For patients who had an ischemic stroke or transient ischemic attack with persistent or paroxysmal nonvalvular atrial fibrillation, oral anticoagulant therapy with warfarin, dabigatran, rivaroxaban, or apixaban is recommended for the prevention of recurrent stroke if not contraindicated (Evidence level: Ia, Recommendation grade: A). The selection of an anticoagulation therapy should be individualized based on clinical characteristics, patient preference, and the potential for drug interactions (Recommendation grade: GPP). (New recommendation)

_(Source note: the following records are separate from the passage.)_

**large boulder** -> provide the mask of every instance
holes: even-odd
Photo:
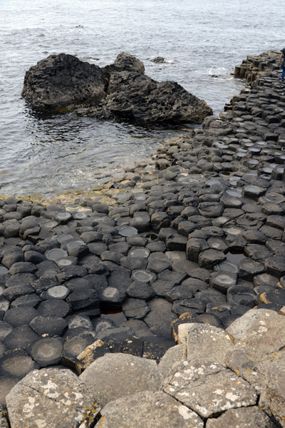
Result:
[[[26,71],[22,96],[37,108],[61,109],[98,103],[106,93],[100,67],[60,54],[42,59]]]
[[[108,95],[100,117],[129,118],[142,122],[200,123],[212,109],[174,81],[158,83],[144,74],[121,71],[111,75]]]
[[[72,55],[51,55],[26,73],[22,96],[37,108],[81,107],[79,114],[103,119],[199,123],[212,114],[178,83],[145,76],[143,63],[125,52],[103,68]]]

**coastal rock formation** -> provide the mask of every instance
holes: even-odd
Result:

The most notable change in the current revised guidelines is the recommendation of both NOACs and warfarin. The Ia evidence level for warfarin therapy in patients who suffered an ischemic stroke or transient ischemic attack with nonvalvular persistent or paroxysmal atrial fibrillation was assigned on the basis of the European Atrial Fibrillation Trial (EAFT) of warfarin for secondary stroke prevention7 and on an individual patient pooled analysis of 5 randomized controlled trials that included some secondary prevention subjects.8 For NOACs, large randomized controlled trials demonstrated that the efficacy and safety of dabigatran, rivaroxaban, apixaban, and edoxaban were at least non-inferior or superior to those of warfarin or aspirin.9,10,11,12,13,14 In subgroup analyses, the relative efficacy and safety of NOACs versus warfarin did not differ between patients with/without a prior history of stroke or transient ischemic attack.15,16,17,18 Moreover, the benefits of dabigatran were uniform across Asian and non-Asian subgroups.19 Despite the limitations inherent in combining heterogeneous trials testing different NOACs, 4 meta-analyses of overall trial populations and one meta-analysis that exclusively focused on patients with a prior history of stroke or transient ischemic attack consistently demonstrated that NOACs were superior to warfarin for stroke prevention as well as intracranial bleeding.20,21,22,23,24 While dabigatran, rivaroxaban, and apixaban were approved by the Korean Food and Drug Administration for stroke prevention in patients with nonvalvular atrial fibrillation, edoxaban has yet to be approved and was therefore excluded from this guideline statement. A Ia evidence level and A recommendation grade were assigned to NOACs for secondary stroke prevention in patients with atrial fibrillation. However, due to the lack of trials directly comparing NOACs, selection among the new anticoagulants was recommended at the GPP level to be dependent on patient characteristics including thrombosis risk, mechanism, comorbidities, patient preference, and the potential for drug interactions.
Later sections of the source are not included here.